Пометим себе, что и социальные формы таковы. Есть миллион социальных форм, которых никогда не было в нашем опыте. Отсюда следует прямо обратное, перевернутое: та или иная социальная форма есть форма, посредством которой мы впервые можем что-то пережить. Что-то – и не можем пережить чего-то другого. Двигаясь на поверхности пифагоровой сферы, внутрь которой уходят эти бесконечные принципы, которых никогда не было в нашем опыте, – потому что, для того, чтобы они были в нашем опыте, мы должны были понять или построить, создать какую-то конструкцию, в том числе, например, литературную форму, и тогда – пережить. И тогда событие, называемое «чувство» (скажем, эстетическое), тогда событие, называемое «мысль», событие, называемое «любовь» – случилось бы. Это относится не только к социальным формам – в мире есть тысячи бесконечных принципов любви, которых никогда не было в нашем опыте. И следовательно, то, что есть, есть просто формы, посредством которых мы впервые можем переживать какой-то объем действительности, и в нем могут случаться события, называемые нашим чувством, любовью. А рядом есть такие, которые тоже случаются, потому что другие существа изобрели (из этого запаса бесконечных принципов, которых никогда не было в опыте) принципы, и в силу этих принципов что-то вошло в опыт, что никогда в него не вошло бы, чего мы никогда не испытали бы, если сначала не было бы этого принципа или этой формы. Именно это символизировано в известном символе творения мира: мира нет до его создания – то, о чем мы говорим как о мире, есть то, о чем мы можем говорить после создания мира. То есть творчество есть такой акт, только после которого впервые мы можем начать говорить в терминах описания какого-то внешнего мира, его устройства, его законов и т д. Это есть как бы акт вызывания из небытия. Поэтому он символизируется как Божественный акт, то есть далее неанализируемый, принимаемый как есть или нет, был – не был. Точно так же, как нет объекта, если нет хоть одного, действительно мыслящего о нем существа. В каком смысле?

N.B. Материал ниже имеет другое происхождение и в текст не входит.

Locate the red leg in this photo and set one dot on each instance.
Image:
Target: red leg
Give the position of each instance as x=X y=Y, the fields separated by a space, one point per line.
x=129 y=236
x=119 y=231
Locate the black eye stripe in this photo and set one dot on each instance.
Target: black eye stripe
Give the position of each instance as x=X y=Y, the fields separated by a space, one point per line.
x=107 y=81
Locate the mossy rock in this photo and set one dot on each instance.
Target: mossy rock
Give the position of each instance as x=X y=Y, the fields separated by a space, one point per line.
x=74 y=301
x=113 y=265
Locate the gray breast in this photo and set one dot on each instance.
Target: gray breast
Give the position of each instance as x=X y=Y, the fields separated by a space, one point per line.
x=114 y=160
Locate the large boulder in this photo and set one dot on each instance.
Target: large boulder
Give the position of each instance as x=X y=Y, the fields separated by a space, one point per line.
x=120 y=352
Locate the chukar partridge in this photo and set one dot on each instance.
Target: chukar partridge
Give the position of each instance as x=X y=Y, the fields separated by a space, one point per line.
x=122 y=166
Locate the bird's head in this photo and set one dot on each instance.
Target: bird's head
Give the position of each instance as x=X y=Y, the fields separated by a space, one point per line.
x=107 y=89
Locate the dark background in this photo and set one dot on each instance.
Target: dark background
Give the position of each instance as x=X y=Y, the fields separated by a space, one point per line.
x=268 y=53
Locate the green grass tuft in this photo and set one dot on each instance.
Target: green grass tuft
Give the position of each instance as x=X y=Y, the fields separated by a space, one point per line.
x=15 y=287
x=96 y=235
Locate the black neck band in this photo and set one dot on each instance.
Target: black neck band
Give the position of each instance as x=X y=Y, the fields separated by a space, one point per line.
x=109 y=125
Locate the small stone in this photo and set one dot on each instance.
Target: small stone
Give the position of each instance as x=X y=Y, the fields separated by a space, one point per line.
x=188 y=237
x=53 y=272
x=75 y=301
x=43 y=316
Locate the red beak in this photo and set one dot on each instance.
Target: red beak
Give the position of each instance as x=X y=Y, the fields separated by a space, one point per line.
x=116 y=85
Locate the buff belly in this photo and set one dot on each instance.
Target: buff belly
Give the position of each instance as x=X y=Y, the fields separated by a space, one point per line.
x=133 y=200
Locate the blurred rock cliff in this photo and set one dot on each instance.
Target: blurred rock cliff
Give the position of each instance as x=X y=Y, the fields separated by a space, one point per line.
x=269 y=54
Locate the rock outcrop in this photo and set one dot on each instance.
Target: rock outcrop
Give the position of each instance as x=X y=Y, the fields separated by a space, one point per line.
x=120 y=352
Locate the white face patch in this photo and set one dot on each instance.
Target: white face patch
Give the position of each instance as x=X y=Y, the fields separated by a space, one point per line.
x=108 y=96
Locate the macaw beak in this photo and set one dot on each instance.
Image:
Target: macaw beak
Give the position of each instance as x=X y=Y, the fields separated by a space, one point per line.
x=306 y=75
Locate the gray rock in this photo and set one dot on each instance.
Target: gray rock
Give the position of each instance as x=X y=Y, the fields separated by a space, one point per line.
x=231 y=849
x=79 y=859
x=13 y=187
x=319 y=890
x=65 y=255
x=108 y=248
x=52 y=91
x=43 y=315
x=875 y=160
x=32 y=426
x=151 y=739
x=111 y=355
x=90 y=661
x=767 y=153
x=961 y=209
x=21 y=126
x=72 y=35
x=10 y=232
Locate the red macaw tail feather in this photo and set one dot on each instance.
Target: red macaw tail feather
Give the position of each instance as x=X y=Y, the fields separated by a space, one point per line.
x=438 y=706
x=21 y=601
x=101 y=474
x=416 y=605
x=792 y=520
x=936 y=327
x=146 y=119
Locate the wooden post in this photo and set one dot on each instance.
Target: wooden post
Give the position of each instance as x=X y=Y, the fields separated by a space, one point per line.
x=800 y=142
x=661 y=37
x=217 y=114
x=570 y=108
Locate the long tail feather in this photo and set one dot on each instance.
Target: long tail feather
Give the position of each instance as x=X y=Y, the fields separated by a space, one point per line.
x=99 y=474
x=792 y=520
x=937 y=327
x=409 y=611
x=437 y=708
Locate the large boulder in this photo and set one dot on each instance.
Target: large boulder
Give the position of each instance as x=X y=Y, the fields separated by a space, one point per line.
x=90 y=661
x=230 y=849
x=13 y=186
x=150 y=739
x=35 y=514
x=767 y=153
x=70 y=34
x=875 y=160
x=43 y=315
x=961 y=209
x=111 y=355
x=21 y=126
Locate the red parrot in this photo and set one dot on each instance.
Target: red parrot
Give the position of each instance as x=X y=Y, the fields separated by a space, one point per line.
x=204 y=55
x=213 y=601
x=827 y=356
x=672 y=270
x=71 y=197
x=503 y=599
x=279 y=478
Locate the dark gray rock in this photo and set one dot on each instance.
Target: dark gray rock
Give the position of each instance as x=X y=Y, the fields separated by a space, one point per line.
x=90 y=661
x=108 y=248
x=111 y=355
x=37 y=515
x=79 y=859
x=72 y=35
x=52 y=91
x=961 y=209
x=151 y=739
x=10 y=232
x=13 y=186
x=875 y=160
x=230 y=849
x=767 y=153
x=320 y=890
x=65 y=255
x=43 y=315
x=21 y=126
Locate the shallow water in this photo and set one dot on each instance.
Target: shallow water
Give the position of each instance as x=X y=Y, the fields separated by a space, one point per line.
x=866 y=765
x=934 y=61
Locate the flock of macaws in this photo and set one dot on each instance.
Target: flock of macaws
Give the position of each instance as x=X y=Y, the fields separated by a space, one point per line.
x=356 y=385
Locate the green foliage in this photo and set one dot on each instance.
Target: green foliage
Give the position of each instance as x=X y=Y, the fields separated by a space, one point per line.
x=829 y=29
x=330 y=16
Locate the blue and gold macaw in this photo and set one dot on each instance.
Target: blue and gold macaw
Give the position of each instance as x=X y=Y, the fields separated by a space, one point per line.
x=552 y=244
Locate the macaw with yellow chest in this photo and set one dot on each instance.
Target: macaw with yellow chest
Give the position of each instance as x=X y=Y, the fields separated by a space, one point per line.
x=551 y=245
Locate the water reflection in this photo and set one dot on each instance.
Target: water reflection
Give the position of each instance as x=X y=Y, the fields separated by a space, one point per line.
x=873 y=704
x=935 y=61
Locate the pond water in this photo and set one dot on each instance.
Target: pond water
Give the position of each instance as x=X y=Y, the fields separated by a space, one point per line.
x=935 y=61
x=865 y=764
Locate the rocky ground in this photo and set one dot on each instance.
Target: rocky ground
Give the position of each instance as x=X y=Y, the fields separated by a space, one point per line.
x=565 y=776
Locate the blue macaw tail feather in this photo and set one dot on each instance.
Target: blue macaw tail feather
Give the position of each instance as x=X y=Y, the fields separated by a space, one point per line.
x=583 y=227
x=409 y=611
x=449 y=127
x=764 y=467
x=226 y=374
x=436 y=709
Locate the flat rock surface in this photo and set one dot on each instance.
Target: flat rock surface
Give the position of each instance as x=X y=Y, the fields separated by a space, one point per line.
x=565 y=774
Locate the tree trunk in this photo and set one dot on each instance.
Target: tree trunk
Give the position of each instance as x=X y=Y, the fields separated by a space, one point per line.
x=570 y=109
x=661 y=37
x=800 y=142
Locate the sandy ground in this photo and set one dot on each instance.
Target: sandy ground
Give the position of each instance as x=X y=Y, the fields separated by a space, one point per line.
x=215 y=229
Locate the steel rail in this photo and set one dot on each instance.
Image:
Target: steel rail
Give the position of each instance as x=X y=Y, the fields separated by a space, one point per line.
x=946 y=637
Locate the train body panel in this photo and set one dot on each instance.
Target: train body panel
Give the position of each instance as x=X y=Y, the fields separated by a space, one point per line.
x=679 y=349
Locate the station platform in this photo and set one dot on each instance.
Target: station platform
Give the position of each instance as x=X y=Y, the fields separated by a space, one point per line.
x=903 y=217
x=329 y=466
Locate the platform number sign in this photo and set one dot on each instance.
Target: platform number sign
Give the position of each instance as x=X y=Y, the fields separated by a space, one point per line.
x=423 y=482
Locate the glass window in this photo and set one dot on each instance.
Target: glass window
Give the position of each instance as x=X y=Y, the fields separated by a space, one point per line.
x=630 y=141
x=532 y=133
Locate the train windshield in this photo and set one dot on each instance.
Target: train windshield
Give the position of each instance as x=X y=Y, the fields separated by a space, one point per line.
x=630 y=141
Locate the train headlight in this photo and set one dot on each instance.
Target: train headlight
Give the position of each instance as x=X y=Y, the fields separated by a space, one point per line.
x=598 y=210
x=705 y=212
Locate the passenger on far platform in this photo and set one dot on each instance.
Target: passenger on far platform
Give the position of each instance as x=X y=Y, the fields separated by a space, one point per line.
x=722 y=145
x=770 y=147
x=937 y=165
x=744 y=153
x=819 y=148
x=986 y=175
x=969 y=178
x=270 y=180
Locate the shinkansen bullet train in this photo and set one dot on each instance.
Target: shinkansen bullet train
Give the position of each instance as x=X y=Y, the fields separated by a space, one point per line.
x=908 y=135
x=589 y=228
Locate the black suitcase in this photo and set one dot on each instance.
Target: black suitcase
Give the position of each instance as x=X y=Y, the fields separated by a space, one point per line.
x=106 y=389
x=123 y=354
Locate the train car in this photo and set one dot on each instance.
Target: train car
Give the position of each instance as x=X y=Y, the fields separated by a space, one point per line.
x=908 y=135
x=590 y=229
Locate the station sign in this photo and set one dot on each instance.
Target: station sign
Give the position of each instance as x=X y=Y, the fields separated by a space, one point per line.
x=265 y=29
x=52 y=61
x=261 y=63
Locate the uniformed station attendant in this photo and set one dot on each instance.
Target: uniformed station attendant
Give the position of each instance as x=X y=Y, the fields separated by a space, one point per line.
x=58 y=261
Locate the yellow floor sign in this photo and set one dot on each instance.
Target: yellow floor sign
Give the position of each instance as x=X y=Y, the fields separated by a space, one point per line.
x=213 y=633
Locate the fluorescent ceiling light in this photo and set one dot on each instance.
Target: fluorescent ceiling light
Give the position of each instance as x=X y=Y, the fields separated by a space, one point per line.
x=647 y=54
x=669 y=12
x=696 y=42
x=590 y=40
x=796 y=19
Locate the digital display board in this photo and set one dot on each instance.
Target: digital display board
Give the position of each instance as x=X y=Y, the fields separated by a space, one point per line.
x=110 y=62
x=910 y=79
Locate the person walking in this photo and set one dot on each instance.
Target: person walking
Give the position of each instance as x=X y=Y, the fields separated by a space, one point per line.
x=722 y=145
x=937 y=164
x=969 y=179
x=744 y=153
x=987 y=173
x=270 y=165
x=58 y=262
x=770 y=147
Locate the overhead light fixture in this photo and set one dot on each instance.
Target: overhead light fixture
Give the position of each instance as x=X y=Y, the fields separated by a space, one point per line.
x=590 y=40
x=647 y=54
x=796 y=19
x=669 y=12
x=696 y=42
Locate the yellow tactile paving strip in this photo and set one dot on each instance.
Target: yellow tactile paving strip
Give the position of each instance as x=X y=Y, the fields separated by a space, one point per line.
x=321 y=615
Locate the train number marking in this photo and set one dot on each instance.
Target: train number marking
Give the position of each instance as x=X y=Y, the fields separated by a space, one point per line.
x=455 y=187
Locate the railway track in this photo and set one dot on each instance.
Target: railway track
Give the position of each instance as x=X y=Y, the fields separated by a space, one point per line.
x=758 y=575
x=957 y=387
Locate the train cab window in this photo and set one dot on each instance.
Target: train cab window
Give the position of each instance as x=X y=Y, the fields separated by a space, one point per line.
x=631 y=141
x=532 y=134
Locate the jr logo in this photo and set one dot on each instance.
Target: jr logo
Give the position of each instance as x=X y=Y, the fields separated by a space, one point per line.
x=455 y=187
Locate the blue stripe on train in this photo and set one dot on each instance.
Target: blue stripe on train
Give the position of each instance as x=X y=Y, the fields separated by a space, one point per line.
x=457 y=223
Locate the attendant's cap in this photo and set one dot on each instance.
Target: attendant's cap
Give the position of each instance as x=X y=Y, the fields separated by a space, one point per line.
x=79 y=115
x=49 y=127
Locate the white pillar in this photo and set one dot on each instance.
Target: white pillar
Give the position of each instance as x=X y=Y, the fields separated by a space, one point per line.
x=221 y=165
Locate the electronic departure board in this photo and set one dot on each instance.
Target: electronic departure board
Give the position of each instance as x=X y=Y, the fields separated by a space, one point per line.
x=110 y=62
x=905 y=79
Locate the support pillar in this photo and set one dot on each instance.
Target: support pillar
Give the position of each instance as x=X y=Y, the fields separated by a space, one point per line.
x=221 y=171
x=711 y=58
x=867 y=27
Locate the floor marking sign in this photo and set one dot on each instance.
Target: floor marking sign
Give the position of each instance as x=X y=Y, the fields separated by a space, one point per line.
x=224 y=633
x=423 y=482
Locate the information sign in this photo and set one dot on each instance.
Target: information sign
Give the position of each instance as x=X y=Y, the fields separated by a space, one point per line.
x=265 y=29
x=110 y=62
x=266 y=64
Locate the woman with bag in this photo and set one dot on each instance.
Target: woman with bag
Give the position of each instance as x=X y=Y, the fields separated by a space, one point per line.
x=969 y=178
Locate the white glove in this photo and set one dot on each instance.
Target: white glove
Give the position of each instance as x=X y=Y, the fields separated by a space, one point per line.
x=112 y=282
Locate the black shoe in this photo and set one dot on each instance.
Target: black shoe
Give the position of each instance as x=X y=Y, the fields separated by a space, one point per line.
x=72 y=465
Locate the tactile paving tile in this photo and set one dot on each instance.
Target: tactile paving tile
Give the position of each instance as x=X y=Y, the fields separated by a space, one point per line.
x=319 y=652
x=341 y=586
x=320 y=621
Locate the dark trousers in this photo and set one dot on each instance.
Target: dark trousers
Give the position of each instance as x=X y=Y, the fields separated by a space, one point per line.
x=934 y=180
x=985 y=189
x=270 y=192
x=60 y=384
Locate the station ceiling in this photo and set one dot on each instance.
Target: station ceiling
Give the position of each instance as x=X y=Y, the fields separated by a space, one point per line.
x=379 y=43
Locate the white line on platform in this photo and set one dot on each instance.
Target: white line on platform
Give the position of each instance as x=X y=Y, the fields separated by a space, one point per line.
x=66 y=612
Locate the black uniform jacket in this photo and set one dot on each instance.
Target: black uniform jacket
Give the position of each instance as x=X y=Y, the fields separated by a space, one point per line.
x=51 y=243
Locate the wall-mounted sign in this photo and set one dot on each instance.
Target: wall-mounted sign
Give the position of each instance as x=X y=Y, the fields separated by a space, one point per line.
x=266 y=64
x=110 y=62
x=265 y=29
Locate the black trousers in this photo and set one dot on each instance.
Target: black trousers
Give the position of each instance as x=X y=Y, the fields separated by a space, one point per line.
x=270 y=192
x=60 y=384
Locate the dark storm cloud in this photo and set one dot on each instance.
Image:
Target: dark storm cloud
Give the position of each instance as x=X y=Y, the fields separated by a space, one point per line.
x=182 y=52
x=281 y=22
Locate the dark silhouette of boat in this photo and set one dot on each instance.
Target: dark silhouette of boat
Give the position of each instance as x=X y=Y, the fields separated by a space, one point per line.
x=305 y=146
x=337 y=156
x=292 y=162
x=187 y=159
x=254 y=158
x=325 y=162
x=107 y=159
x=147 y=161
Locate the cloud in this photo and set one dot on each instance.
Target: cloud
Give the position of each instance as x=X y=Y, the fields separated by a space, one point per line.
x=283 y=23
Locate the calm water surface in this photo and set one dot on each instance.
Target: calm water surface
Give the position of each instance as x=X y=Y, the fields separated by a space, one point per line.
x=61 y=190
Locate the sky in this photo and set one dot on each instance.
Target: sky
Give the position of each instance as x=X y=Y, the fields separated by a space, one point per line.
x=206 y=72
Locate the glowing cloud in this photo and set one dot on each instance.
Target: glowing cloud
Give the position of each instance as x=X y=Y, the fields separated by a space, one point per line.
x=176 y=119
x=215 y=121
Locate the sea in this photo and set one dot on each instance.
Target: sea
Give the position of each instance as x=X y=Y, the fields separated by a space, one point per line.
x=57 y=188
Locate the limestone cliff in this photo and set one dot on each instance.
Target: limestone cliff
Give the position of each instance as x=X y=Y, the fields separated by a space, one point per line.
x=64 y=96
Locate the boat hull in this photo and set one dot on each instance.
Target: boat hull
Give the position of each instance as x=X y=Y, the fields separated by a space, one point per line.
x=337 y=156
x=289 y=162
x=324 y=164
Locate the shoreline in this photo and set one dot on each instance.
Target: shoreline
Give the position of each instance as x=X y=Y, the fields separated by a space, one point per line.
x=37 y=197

Так здесь сказано: действительно мыслящего. Мы ведь привыкли рассуждать о предполагаемых мыслях, о виртуальностях, а не о тех мыслях, которые реально случаются, – это разные вещи. Так же как есть содержание опыта, и есть это же содержание – как извлеченное из опыта. Мы, к сожалению, никогда не можем смотреть двойным взглядом, мы всегда смотрим предметным взглядом и всегда ошибаемся.

ЛЕКЦИЯ 34

11.05.1985

Продолжим наши занятия, которым конца не видно; я, во всяком случае, не вижу конца, а вы на него надеетесь только… Странно, что сама форма ведения наших занятий совпадает с тем, что я в самом содержании моих рассказов называл «непрерывным письмом», или «непрерывным писанием». Прустовский роман, как вы знаете, не окончен не только в том формальном смысле, что при жизни самим автором не был опубликован до конца и не был отредактирован, но он не окончен и в более глубоком, фундаментальном смысле, позволяющем сравнивать форму этого романа, которую я назвал как раз «непрерывным письмом», «непрерывным текстом», со старым символом: змея, которая кусает свой собственный хвост. Вы знаете этот древний символ: бесконечная длительность сознательной жизни, невозможность различения начала и конца. То есть, когда мы кончаем, самое время начинать, а раз кончили, то и смысла или причины нет начать. Нет ни причины кончать, ни причины начинать – некое соединение конца с началом. И у нас тоже так получается: нет причин мне вообще говорить, так же как нет причин кончать говорить то, что я говорю… Мы остановились прошлый раз на форме – в смысле чего-то в нас и в мире, что само впервые вызывает или рождает какое-то различение, после которого мы можем вообще говорить о мире, то есть описывать его, устанавливать в нем какие-то причинно-следственные связи, последовательность событий, развертывать мир в какую-то картину. Поэтому я предупреждал вас, что особым символом всегда обозначен некоторый акт, который называется созданием мира. Некоторый акт, внутри которого мы не имеем возможности дальше подразделять. Мы со всем обращаемся таким манером: если мы имеем какое-то обстояние дела A, то всегда имеем возможность перед ним найти какое-то B, перед этим B найти какое-то C и т д. А мы имеем перед собой обстояние дела, которое мы видим (мы видим, странным образом, некоторым глазом, которого самого не видно и который фактически видит самого себя, то есть зеркально), обстояние дела такое, что сначала должно быть оно, а потом мы можем говорить о том, что вообще есть в мире люди, в мире есть причины, в мире есть вещи и звери и т д… Иными словами, в этом символе говорится лишь следующее: нечто артикулированное впервые вызывает вещи из небытия, и когда мы понимаем нечто как артикулированное, в акте понимания этого «чего-то» содержится все целое.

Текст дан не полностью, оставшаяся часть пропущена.